I continued chatting with my fellow passenger until we landed at Delhi. He called up his family and found out with relief that his grandfather was doing fine. He told me that talking about his problems had made him feel better and lessened his worries during the flight. On hearing his words, I looked at my husband with a jubilant ‘I told you so’ grin.
A couple of weeks ago while going to Mumbai, I found myself sitting next to a young man who was busy watching a movie on his laptop, until he decided to disappear into the washroom for an absurdly long time. I was afraid he was locked in the washroom. Since I suffer from acute claustrophobia myself, I started worrying about him. I remember the first time I had mustered up enough courage to visit the washroom mid-flight; I had asked the air-hostess to stand outside so that she could come to my rescue in case the door jammed or something. I am terrified of close compact spaces, they give me the hives.
But, I digress. The boy reappeared after 10-15 minutes, and sat clutching his head in his hands, fiddling with the AC knob overhead, and my mothering instinct kicked in, full gear. I asked him if he was alright. It turned out he wasn’t, and was instead feeling nauseous and uncomfortable. I adjusted my AC knob so that it was turned towards him, and offered him a strip of gum from the pack that I always carry with me.
He turned out to be the same age as my son, and was pursuing an undergraduate course in humanities at a college in Mumbai. I started reminiscing about my college days in south Mumbai and we chatted on for the rest of the flight. He was feeling better by the time we landed in Mumbai. While bidding him goodbye, I wondered at my ability to make friends and talk to complete strangers so effortlessly. I think it is age related – the older I become, the less I care about what the world thinks of me and do what feels right.
Obnoxious Fellow Passengers
I’ve had some obnoxious fellow passengers too, and have ignored them with just as much ease. Some colorful ones have made me forget my worries and helped in making my days brighter. Once on a flight to Mumbai, a young man in his late teens had asked me something that made me want to protect him. He was all excited about going to the City of Dreams and film stars, Mumbai.

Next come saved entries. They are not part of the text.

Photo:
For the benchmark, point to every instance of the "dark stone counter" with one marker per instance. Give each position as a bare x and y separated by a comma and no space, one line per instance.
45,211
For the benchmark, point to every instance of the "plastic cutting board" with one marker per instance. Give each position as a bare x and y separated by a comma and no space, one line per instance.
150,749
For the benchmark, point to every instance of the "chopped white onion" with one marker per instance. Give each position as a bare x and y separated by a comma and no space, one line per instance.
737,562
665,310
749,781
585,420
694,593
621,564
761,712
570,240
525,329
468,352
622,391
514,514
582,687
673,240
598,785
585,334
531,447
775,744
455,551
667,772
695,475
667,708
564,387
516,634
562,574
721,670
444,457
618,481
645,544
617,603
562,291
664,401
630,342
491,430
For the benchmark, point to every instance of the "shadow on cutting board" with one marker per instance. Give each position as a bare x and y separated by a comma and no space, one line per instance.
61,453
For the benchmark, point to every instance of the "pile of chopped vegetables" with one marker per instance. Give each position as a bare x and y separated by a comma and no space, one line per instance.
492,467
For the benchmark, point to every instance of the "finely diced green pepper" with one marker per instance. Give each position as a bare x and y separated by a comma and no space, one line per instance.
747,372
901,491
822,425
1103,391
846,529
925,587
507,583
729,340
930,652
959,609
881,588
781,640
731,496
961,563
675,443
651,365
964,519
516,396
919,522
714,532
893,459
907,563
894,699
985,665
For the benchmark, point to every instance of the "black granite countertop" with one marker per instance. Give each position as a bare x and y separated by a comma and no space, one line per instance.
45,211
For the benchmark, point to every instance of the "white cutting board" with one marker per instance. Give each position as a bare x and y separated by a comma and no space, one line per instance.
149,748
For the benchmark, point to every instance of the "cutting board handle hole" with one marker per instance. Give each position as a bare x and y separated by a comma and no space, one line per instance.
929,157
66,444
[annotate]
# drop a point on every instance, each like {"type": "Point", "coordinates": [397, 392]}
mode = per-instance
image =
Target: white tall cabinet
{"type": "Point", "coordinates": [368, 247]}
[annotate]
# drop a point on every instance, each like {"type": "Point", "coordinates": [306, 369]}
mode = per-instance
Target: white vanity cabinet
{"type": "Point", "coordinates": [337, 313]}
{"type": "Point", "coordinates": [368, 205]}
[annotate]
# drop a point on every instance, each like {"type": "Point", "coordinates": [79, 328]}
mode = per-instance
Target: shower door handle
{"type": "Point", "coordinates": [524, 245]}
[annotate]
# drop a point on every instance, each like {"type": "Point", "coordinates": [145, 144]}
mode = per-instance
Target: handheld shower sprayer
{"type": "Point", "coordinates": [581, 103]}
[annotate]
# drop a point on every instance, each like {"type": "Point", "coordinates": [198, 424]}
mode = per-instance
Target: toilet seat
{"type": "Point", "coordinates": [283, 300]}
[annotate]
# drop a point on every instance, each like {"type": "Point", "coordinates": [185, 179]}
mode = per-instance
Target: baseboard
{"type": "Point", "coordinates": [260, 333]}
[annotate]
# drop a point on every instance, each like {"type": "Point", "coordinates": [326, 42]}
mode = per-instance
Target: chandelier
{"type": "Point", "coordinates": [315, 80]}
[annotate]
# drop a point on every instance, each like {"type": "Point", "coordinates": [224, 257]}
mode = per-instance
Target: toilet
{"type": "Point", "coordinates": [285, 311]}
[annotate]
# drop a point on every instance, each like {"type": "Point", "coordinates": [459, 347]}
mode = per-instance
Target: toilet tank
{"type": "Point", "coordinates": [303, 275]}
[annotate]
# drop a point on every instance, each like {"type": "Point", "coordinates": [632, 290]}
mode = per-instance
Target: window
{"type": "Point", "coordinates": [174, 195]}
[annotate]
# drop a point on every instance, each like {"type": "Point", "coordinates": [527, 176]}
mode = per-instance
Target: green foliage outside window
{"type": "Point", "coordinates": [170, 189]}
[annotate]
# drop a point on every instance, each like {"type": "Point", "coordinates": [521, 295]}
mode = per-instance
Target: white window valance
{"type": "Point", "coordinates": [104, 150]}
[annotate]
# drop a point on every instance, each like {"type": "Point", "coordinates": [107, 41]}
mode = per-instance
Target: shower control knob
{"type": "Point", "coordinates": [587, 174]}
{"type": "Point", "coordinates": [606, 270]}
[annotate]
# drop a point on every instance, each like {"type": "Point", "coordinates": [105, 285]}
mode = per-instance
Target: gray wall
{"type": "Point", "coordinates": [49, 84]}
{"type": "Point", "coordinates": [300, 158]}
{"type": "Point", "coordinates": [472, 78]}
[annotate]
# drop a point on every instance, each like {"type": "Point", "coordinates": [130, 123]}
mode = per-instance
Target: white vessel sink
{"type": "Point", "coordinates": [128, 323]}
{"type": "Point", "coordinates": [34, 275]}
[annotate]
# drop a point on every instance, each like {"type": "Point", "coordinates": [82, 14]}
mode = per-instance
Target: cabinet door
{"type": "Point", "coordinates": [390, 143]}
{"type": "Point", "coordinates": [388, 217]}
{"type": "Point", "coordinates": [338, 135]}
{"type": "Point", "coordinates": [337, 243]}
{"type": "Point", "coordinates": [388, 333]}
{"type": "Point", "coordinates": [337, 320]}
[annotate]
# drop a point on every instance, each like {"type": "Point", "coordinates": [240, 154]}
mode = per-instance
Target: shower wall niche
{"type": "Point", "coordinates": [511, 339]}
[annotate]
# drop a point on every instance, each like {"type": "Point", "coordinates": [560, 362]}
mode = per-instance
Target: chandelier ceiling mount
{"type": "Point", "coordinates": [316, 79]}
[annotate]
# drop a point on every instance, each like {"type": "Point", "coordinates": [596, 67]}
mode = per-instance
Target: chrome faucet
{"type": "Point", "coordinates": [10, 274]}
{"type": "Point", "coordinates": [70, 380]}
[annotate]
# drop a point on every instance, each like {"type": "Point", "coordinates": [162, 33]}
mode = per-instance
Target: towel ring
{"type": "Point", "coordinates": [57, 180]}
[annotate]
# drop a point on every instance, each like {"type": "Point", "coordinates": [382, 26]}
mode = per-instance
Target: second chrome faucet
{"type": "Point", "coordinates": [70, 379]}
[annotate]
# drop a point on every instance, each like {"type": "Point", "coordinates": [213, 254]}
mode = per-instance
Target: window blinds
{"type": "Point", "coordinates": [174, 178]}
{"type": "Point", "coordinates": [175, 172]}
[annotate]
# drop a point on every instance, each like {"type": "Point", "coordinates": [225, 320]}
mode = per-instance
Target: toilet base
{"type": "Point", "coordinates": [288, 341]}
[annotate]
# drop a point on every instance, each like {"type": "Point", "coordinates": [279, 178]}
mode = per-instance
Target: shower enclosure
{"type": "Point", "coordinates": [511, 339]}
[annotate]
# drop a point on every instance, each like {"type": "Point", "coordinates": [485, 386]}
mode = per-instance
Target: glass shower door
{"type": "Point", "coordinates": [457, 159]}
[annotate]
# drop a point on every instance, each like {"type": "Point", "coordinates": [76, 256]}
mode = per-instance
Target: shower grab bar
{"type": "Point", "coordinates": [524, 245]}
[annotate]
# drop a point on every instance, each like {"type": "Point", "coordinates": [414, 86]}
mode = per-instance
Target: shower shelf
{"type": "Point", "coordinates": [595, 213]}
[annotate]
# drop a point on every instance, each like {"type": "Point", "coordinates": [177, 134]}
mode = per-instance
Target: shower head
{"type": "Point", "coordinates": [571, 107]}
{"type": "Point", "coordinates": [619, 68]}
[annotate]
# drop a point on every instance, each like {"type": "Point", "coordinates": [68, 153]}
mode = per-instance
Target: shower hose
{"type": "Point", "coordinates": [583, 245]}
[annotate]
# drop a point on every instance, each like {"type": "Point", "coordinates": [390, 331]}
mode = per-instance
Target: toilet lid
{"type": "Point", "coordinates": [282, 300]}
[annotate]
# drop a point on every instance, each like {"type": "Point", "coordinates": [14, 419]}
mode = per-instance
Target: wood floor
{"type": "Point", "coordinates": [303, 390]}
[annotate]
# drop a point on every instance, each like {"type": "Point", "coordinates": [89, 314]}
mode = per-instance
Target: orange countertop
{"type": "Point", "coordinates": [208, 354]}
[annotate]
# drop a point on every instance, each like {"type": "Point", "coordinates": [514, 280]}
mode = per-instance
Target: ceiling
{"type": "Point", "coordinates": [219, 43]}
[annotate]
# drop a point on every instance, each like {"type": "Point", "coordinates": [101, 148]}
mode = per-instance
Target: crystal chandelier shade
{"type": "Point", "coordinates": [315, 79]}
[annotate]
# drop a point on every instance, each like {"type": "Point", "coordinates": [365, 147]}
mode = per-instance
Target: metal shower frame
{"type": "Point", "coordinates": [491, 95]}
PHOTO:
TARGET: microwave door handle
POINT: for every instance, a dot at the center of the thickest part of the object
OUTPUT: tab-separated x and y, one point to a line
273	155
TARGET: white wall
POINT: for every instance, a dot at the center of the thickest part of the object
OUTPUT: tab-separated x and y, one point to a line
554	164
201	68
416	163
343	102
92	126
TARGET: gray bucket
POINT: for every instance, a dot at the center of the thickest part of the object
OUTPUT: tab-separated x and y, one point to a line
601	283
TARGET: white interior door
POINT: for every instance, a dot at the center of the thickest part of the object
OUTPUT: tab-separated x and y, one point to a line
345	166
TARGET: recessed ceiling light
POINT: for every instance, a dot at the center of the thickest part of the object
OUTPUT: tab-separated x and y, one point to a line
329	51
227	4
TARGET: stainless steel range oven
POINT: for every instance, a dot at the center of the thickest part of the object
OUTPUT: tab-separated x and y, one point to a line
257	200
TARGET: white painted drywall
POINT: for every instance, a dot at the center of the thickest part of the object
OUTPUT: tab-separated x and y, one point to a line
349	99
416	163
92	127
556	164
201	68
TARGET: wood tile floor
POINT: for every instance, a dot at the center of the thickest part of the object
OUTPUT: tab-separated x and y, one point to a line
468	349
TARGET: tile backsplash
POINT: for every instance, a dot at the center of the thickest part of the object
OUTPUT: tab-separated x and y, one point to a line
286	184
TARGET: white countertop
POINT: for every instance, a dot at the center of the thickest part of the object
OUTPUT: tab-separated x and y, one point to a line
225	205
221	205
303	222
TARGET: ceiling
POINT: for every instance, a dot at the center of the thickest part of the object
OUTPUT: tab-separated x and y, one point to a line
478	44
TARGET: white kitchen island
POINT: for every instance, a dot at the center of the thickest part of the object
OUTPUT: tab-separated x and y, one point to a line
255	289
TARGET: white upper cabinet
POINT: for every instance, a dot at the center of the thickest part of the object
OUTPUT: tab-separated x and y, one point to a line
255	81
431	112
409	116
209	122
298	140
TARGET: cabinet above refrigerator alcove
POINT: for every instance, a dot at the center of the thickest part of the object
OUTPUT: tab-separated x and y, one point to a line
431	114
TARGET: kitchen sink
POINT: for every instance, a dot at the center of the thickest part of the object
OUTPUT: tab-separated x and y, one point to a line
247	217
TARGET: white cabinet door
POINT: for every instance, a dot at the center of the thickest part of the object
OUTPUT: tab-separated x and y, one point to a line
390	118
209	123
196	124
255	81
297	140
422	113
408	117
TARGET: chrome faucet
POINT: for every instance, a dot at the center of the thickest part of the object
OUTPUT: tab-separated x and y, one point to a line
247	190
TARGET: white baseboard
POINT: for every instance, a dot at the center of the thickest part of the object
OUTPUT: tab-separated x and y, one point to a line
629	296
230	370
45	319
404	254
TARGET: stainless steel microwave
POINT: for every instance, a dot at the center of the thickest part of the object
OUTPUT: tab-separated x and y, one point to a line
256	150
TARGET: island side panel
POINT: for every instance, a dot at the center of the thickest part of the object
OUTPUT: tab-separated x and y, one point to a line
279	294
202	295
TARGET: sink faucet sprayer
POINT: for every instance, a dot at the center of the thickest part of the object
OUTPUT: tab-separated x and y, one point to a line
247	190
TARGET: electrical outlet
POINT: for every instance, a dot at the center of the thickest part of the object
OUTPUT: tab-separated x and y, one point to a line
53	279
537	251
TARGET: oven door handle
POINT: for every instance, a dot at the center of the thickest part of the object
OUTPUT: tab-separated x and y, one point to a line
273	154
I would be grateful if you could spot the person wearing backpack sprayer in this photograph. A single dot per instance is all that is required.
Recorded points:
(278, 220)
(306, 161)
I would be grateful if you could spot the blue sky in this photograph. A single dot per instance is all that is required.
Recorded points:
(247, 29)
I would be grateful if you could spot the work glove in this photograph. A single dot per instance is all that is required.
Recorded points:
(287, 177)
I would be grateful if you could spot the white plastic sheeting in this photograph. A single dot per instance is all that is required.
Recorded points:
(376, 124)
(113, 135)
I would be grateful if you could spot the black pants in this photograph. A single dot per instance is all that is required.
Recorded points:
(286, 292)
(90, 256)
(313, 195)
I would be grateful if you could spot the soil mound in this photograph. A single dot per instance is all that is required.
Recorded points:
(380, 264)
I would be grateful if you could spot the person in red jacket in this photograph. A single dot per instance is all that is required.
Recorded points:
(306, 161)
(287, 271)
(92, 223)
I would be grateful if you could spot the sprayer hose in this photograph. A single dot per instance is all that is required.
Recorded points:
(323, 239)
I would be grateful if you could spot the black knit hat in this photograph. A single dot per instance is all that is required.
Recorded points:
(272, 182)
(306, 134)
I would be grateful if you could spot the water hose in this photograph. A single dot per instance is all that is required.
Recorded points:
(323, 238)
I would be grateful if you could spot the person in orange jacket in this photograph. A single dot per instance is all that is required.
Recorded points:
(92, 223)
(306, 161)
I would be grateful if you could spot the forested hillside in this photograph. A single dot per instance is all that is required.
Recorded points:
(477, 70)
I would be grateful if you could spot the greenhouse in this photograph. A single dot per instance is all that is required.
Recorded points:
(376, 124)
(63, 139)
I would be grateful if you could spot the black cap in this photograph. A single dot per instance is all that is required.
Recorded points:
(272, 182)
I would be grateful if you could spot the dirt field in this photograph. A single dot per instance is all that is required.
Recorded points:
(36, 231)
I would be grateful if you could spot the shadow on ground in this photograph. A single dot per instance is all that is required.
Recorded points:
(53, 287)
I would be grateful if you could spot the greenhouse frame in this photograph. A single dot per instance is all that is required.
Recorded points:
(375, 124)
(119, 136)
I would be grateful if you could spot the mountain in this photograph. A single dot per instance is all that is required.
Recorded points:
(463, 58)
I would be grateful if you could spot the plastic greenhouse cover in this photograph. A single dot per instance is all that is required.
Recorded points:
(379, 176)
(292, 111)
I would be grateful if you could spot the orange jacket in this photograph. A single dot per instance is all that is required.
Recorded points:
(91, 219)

His question stumped me, “Where can I see the film stars? I am going to Mumbai for the first time”, he added hesitatingly. Bollywood attracts so many young boys and girls from towns, big and small. They all come to Mumbai with stars in their eyes and hopes of making it big in this tinsel-town, some struggle for a few months and give up while others persist for a longer period but only a few lucky ones get a break in films. I told him to visit the film studios, where the probability of seeing the actors was high. I hope he would gain entry into the studios and see his favorite stars in action; his wasn’t an impossible dream to fulfill, or was it?
The different people I meet and the conversations I have with them stay with me, and these recollections bring up mixed emotions in me. I look forward to my travels and am ready for an adventure every time I step on the ramp and walk into the cool interiors of the aircraft filled with unknown people.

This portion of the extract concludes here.